Consider three boxes, each containing 10 balls labelled 1, 2, ..., 10. Suppose one ball is randomly drawn from each of the boxes. Denote by $$n_i$$, the label of the ball drawn from the $$i^{th}$$ box, $$(i = 1, 2, 3)$$. Then, the number of ways in which the balls can be chosen such that $$n_1 < n_2 < n_3$$ is:

We have three separate boxes, and each box contains the ten balls whose labels are the integers $$1,2,3,\ldots ,10$$. From every box exactly one ball is drawn, so we obtain an ordered triple of labels $$(n_1,n_2,n_3)$$ where $$n_1$$ comes from the first box, $$n_2$$ from the second, and $$n_3$$ from the third.

The condition given in the question is $$n_1 \lt n_2 \lt n_3$$. Because of the two “<” symbols, the three numbers must be pairwise distinct; no two of them can be equal.

Since each box possesses every label from 1 to 10, once we decide which number is to be $$n_1$$, which is to be $$n_2$$, and which is to be $$n_3$$, there is exactly one way to realise that decision: we simply pick the ball carrying that label from the corresponding box. Thus the whole counting problem reduces to selecting the three distinct labels themselves.

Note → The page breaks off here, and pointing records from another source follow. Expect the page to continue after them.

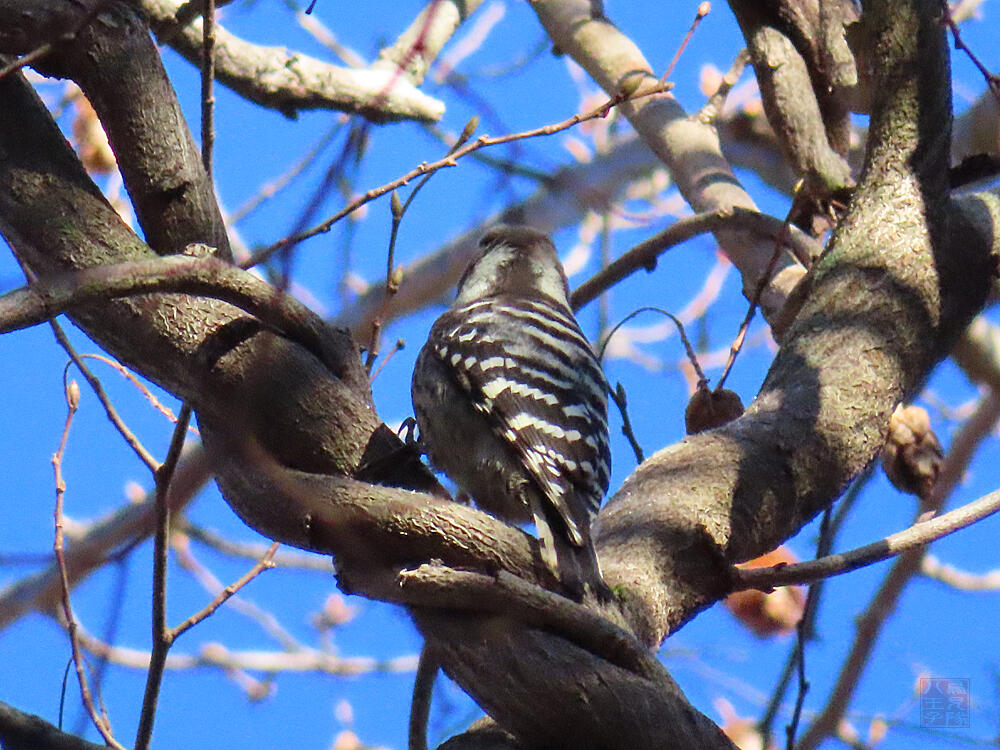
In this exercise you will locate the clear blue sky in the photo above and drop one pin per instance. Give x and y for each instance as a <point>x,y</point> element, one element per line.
<point>935,630</point>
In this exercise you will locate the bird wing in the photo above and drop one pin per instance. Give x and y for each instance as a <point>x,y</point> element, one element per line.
<point>532,374</point>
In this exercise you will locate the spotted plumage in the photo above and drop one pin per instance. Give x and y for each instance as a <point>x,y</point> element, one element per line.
<point>512,403</point>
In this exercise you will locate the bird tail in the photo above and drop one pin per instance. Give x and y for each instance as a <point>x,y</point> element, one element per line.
<point>575,565</point>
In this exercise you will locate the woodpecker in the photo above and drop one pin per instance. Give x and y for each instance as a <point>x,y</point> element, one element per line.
<point>512,404</point>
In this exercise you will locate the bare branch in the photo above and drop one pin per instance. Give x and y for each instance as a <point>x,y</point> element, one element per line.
<point>290,82</point>
<point>21,731</point>
<point>644,254</point>
<point>917,535</point>
<point>688,146</point>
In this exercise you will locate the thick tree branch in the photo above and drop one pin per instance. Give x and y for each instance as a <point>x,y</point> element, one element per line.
<point>687,145</point>
<point>886,300</point>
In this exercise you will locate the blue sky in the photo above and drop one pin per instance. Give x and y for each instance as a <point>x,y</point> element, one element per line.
<point>936,630</point>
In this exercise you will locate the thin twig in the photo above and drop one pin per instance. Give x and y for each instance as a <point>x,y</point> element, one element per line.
<point>219,543</point>
<point>692,357</point>
<point>207,276</point>
<point>644,255</point>
<point>268,621</point>
<point>931,567</point>
<point>620,398</point>
<point>762,283</point>
<point>128,436</point>
<point>392,278</point>
<point>43,49</point>
<point>916,536</point>
<point>265,563</point>
<point>713,107</point>
<point>161,633</point>
<point>72,404</point>
<point>829,528</point>
<point>868,626</point>
<point>146,393</point>
<point>217,656</point>
<point>992,79</point>
<point>398,346</point>
<point>703,10</point>
<point>423,692</point>
<point>207,82</point>
<point>450,160</point>
<point>803,633</point>
<point>800,697</point>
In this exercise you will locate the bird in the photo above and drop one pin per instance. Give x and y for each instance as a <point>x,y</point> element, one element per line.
<point>512,404</point>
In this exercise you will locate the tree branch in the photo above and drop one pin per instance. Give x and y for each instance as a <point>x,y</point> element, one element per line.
<point>291,82</point>
<point>917,535</point>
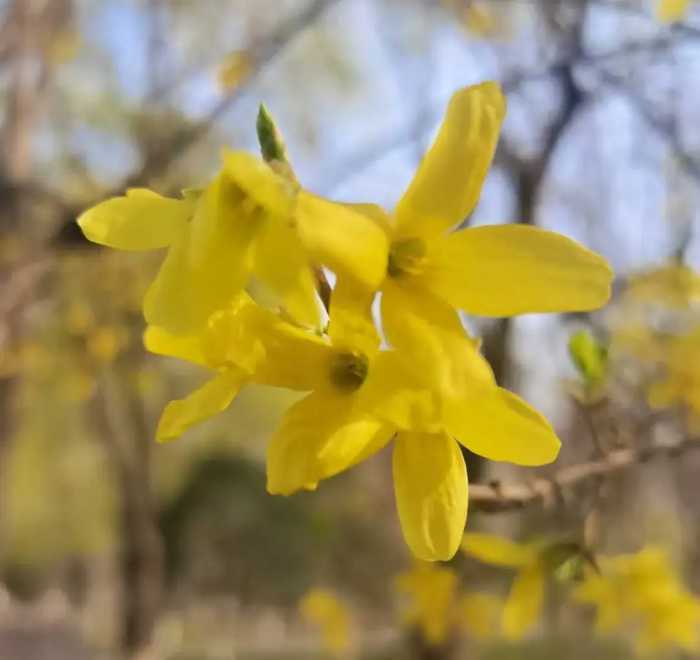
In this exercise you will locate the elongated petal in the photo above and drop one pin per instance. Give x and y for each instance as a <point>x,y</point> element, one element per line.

So we only have to count the number of different subsets of three distinct numbers that can be taken from the set $$\{1,2,3,\ldots ,10\}$$. After choosing the three numbers, we automatically arrange them in increasing order to become $$n_1,n_2,n_3$$, so no further permutations are possible or needed.

To count such subsets we use the combination formula. The number of ways of choosing $$r$$ objects out of $$n$$ distinct objects is given by $$ \binom{n}{r}=\frac{n!}{r!\,(n-r)!}. $$ Here $$n=10$$ and $$r=3$$, hence $$ \binom{10}{3}= \frac{10!}{3!\,(10-3)!}= \frac{10\times9\times8\times7!}{3\times2\times1\times7!}= \frac{720}{6}=120. $$

Therefore there are $$120$$ favourable triples $$(n_1,n_2,n_3)$$ satisfying $$n_1 \lt n_2 \lt n_3$$.

Hence, the correct answer is Option C.